Letztendlich hat der Kläger im gesamten Verwaltungs- und gerichtlichen Verfahren selbst außer sehr starken Schmerzen keine konkreten Beeinträchtigungen der Funktionsfähigkeit des rechten Armes geltend gemacht. Insbesondere wäre zu erwarten, dass im Fall des Bestehens derart massiver Beeinträchtigungen, wie sie im Gutachten des Dr. A. beschrieben werden, der Kläger sich diesbezüglich in fachärztlicher Behandlung befindet und &8722; gerade vor dem Hintergrund, dass schon die Beklagte die von Dr. A. aufgeführten Befunde angezweifelt hat &8722; sein Begehren stützende Arztberichte vorgelegt hätte.

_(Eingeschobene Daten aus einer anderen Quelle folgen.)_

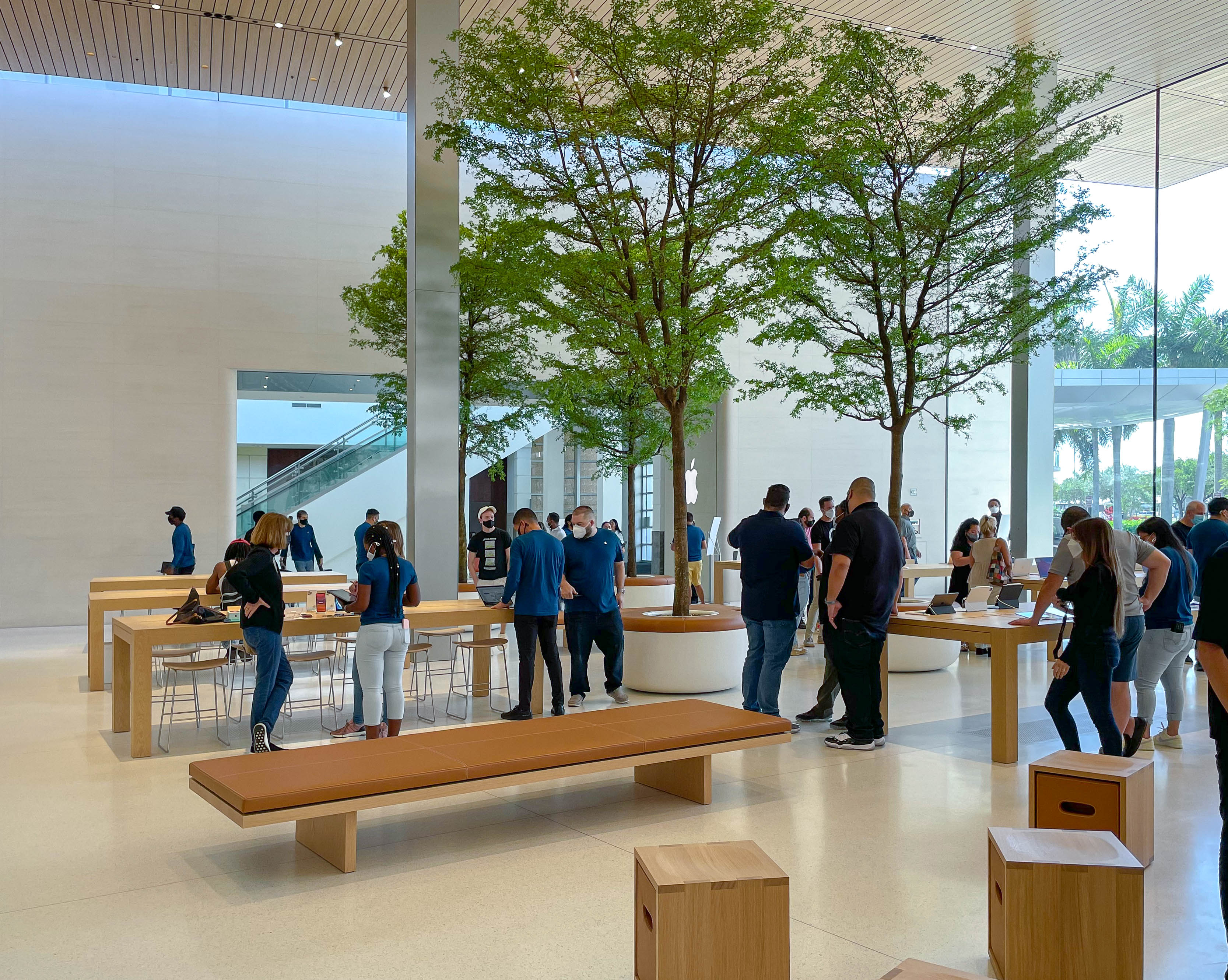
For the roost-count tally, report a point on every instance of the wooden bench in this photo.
(322, 789)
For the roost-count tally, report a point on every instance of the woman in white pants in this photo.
(386, 583)
(1167, 638)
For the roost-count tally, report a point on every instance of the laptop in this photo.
(490, 595)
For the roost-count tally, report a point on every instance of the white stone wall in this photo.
(150, 246)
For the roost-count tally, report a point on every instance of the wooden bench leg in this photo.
(691, 779)
(333, 838)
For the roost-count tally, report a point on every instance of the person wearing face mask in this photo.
(489, 549)
(360, 538)
(1069, 565)
(183, 558)
(1195, 514)
(304, 547)
(592, 594)
(534, 577)
(772, 549)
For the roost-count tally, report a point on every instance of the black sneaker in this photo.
(1131, 742)
(845, 742)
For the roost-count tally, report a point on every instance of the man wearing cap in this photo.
(183, 559)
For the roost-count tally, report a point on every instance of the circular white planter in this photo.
(695, 655)
(648, 591)
(908, 655)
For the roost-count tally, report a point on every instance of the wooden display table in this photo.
(990, 629)
(710, 911)
(914, 969)
(134, 639)
(150, 598)
(1080, 791)
(1064, 906)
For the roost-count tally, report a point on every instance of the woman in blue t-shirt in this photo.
(386, 583)
(1169, 622)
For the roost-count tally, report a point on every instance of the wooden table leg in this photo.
(95, 649)
(121, 686)
(140, 735)
(1005, 700)
(481, 664)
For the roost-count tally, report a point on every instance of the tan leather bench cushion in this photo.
(253, 784)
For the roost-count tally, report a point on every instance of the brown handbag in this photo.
(194, 614)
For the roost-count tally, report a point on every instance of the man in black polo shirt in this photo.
(867, 574)
(772, 552)
(1211, 636)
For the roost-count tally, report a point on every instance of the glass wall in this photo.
(1133, 426)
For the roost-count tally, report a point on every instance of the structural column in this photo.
(433, 334)
(1032, 441)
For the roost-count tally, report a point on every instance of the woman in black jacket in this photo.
(258, 583)
(1086, 666)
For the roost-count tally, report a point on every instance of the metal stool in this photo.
(472, 647)
(316, 657)
(171, 693)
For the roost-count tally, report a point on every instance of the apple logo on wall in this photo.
(692, 484)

Soweit der Kläger Depressionen und einen Herzinfarkt als Unfallfolgen behauptet, bestehen keinerlei Anhaltspunkte dafür, dass derartige Störungen durch den Arbeitsunfall am 14.05.2007 mit Ruptur der distalen Bizepssehne verursacht sein können. Diesbezüglich Ermittlungen ("ins Blaue hinein") waren daher nicht veranlasst.

Damit konnte der Senat keine MdE von wenigstens 20 v.H. als Voraussetzung für den geltend gemachten Anspruch auf Gewährung einer Verletztenrente feststellen.

Die Kostenentscheidung beruht auf § 193 SGG.

Gründe für die Zulassung der Revision (§ 160 Abs. 2 SGG) liegen nicht vor.